West African prospects for electricity production are shaped in large part by Nigeria's potential to develop fossil fuels. Because it holds Africa's greatest volume of oil and natural gas reserves within its borders, Nigeria has optimal access to natural gas. These reserves could be used for electricity production assuming Abuja is able maintain security and political control of the resources. As a result, regional connections between national power grids have spread west and inland from Nigeria. The main cluster is based around the Coastal Transmission Backbone running through Benin, Togo and Ghana and eventually reaching Ivory Coast along the Gulf of Guinea. While some inland connections link Burkina Faso and Niger to this transmission backbone, connectivity with the rest of West Africa is still in the earliest stages of development. Eventually the network could reach as far west as Senegal.

Under the leadership of President Goodluck Jonathan, Abuja aims to at least triple domestic power output and expand the transmission grid throughout the country. However, political wrangling in Nigeria has limited the expansion of domestic electricity generation, and power generation in the country still falls short of demand, resulting in load shedding and blackouts. Nigeria recently privatized the Power Holding Company of Nigeria, hoping the move would generate greater investment in infrastructure development and, as a result, increase domestic power production. Facing its own shortfalls, Nigeria is not able to translate its large natural gas-fired electricity production base into a regional abundance of electricity, leaving much of West Africa to rely on fuel oils for electricity generation.

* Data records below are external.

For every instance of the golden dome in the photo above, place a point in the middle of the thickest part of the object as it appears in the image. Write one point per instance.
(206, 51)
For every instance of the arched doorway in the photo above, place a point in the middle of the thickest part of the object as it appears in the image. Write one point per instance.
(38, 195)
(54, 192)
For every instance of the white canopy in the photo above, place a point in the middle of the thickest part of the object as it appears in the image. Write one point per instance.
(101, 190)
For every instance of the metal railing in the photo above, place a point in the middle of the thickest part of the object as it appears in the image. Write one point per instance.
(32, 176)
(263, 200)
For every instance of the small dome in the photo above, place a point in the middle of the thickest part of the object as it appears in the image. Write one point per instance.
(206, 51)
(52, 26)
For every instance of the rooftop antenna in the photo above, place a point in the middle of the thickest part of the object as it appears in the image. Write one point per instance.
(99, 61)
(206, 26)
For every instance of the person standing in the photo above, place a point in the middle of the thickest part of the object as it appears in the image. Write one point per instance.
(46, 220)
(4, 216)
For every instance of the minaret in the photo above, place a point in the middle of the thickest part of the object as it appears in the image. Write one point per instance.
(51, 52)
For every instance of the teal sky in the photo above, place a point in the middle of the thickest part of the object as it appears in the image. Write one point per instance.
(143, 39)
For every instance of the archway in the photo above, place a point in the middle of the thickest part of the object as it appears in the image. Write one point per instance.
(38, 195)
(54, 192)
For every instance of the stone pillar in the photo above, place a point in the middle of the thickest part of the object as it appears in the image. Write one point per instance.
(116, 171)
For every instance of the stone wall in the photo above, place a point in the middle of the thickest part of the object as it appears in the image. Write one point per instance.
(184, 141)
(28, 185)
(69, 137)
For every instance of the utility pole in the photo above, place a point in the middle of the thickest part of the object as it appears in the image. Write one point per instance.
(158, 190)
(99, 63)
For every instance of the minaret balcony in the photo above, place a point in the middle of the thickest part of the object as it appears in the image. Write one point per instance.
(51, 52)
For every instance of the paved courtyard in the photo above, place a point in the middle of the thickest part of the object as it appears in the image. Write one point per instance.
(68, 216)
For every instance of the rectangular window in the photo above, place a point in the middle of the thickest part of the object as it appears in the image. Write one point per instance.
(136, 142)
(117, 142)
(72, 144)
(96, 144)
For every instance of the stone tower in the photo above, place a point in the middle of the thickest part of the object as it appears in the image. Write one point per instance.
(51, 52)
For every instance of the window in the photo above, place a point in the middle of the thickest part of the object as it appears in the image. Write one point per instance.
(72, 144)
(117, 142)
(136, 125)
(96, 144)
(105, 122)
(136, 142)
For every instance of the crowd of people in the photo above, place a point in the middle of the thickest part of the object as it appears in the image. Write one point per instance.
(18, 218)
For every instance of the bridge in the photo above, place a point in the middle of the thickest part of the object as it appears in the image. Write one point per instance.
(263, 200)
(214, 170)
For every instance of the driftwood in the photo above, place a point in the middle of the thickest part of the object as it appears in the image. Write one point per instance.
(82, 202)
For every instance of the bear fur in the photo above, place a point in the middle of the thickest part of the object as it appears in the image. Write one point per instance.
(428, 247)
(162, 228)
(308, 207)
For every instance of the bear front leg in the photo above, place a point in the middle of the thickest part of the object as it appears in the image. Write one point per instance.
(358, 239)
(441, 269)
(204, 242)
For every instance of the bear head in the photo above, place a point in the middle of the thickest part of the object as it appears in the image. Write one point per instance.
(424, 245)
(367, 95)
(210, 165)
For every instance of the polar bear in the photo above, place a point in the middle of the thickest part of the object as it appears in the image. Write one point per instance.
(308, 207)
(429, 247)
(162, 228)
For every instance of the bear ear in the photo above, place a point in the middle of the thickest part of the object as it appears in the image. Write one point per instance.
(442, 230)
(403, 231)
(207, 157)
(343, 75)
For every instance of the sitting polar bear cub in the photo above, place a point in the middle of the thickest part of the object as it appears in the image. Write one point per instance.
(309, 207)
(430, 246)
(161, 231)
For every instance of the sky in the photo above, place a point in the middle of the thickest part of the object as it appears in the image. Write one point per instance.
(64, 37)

As development moves forward, increasing transmission capabilities will likely be the main focus when securing investment and building infrastructure. Countries will also seek to increase their own power generation capacity, and ongoing privatization efforts may lead to higher cost efficiency over time. Apart from Nigeria, other countries in West Africa will also push to develop their offshore oil and natural gas deposits. This will lead to some of the natural gas being fed back inland for power generation. West Africa is probably still far from having an effective, regionwide electricity trading pool, and serious infrastructure challenges will need to be resolved before a physical transmission grid could enable the development of trading mechanisms.